Буржуазия, которая со времени открытия Америки быстро богатела и становилась все более могущественной, в свою очередь, но с большим размахом, выкроила из народной речи свой романтический язык, а как только в 1779 г. она добилась власти, она сделала свой язык официальным языком Франции: писатели, жаждущие славы и ищущие богатства, поневоле должны были принять его.
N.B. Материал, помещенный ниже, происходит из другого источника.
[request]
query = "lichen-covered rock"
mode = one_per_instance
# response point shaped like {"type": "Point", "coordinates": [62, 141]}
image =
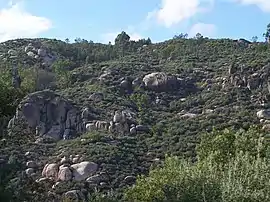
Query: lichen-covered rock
{"type": "Point", "coordinates": [64, 174]}
{"type": "Point", "coordinates": [83, 170]}
{"type": "Point", "coordinates": [49, 114]}
{"type": "Point", "coordinates": [263, 114]}
{"type": "Point", "coordinates": [160, 81]}
{"type": "Point", "coordinates": [50, 171]}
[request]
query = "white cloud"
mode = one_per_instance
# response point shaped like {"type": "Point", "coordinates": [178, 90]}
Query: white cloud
{"type": "Point", "coordinates": [15, 22]}
{"type": "Point", "coordinates": [264, 5]}
{"type": "Point", "coordinates": [208, 30]}
{"type": "Point", "coordinates": [173, 12]}
{"type": "Point", "coordinates": [111, 36]}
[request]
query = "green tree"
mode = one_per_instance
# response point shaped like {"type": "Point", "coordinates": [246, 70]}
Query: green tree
{"type": "Point", "coordinates": [61, 69]}
{"type": "Point", "coordinates": [267, 33]}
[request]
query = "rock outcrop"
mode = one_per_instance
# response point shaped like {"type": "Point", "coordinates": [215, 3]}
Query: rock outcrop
{"type": "Point", "coordinates": [160, 81]}
{"type": "Point", "coordinates": [48, 114]}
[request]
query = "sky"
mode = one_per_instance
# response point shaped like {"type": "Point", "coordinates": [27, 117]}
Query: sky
{"type": "Point", "coordinates": [102, 20]}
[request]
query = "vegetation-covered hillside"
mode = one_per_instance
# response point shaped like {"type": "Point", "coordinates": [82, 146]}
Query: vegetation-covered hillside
{"type": "Point", "coordinates": [172, 94]}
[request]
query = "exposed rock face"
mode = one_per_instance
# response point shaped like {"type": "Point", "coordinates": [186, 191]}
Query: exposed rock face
{"type": "Point", "coordinates": [160, 81]}
{"type": "Point", "coordinates": [50, 171]}
{"type": "Point", "coordinates": [64, 174]}
{"type": "Point", "coordinates": [263, 114]}
{"type": "Point", "coordinates": [50, 115]}
{"type": "Point", "coordinates": [83, 170]}
{"type": "Point", "coordinates": [38, 52]}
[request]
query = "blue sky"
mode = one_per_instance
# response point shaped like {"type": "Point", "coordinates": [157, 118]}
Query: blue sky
{"type": "Point", "coordinates": [102, 20]}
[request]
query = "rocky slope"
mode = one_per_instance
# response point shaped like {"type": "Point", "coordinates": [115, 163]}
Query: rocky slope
{"type": "Point", "coordinates": [128, 109]}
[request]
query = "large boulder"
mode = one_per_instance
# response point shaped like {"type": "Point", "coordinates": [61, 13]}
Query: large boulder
{"type": "Point", "coordinates": [83, 170]}
{"type": "Point", "coordinates": [64, 174]}
{"type": "Point", "coordinates": [49, 114]}
{"type": "Point", "coordinates": [50, 171]}
{"type": "Point", "coordinates": [160, 81]}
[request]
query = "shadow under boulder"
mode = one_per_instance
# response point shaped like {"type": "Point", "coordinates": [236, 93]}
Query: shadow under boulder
{"type": "Point", "coordinates": [48, 114]}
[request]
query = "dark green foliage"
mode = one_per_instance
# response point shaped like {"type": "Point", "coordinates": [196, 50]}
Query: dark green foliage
{"type": "Point", "coordinates": [201, 62]}
{"type": "Point", "coordinates": [242, 177]}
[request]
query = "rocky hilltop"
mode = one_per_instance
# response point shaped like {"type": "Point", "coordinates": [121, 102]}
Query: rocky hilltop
{"type": "Point", "coordinates": [85, 117]}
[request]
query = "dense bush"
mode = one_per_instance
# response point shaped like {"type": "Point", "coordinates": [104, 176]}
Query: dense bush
{"type": "Point", "coordinates": [243, 177]}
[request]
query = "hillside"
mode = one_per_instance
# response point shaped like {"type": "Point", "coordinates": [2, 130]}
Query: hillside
{"type": "Point", "coordinates": [170, 93]}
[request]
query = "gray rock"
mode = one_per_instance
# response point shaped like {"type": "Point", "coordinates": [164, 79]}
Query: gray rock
{"type": "Point", "coordinates": [29, 171]}
{"type": "Point", "coordinates": [83, 170]}
{"type": "Point", "coordinates": [96, 97]}
{"type": "Point", "coordinates": [50, 114]}
{"type": "Point", "coordinates": [142, 128]}
{"type": "Point", "coordinates": [73, 195]}
{"type": "Point", "coordinates": [31, 164]}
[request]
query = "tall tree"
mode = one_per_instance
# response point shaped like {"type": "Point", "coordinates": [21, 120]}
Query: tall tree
{"type": "Point", "coordinates": [267, 33]}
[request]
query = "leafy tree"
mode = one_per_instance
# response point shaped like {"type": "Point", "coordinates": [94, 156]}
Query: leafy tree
{"type": "Point", "coordinates": [254, 39]}
{"type": "Point", "coordinates": [267, 33]}
{"type": "Point", "coordinates": [242, 177]}
{"type": "Point", "coordinates": [61, 69]}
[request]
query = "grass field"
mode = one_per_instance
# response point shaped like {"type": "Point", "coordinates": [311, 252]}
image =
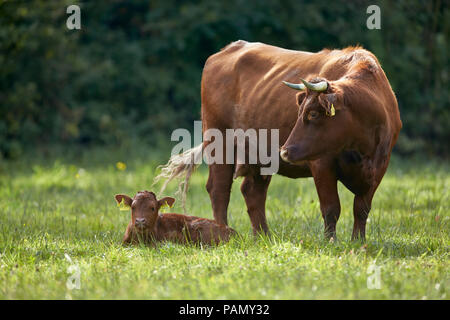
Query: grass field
{"type": "Point", "coordinates": [50, 209]}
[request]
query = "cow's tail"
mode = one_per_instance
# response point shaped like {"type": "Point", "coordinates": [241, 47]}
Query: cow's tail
{"type": "Point", "coordinates": [179, 166]}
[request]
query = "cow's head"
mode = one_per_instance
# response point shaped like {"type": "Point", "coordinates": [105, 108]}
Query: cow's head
{"type": "Point", "coordinates": [144, 208]}
{"type": "Point", "coordinates": [322, 124]}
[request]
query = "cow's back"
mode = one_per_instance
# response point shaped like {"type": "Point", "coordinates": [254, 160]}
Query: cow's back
{"type": "Point", "coordinates": [242, 87]}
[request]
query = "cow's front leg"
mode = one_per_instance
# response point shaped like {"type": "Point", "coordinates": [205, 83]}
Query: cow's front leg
{"type": "Point", "coordinates": [219, 187]}
{"type": "Point", "coordinates": [254, 189]}
{"type": "Point", "coordinates": [326, 185]}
Классический язык пал вместе с феодальной монархией, романтический язык, рожденный на трибуне парламентских собраний, будет существовать до тех пор, пока существует парламентаризм.
Сноски
51
52
Е. и Ж. Гонкуры писали Мишле в письме, тщательно им сохраненном, что «„Библия человечества“ (Bible de l’Humanité) похожа на „Индийскую библию“ (Bible indienne); она разрисована, как кашемир, и широка как шатер… У вас есть лучистые фразы, солнечные страницы, благоухающие эпитеты, мысли, дрожащие на стебельках слов, и т.д.». Кларети (Claretie), воспроизведя это письмо («Temps» – Время, 30 января 1885 г.), восклицает: «Вам же говорили, что натурализм произошел из романтизма». Писатели-натуралисты не могу избежать влияния романтизма; Золя вынужден его признать. Они могут заменить устаревшие средние века новым временем, которое также в свою очередь скоро устареет, но они останутся романтиками.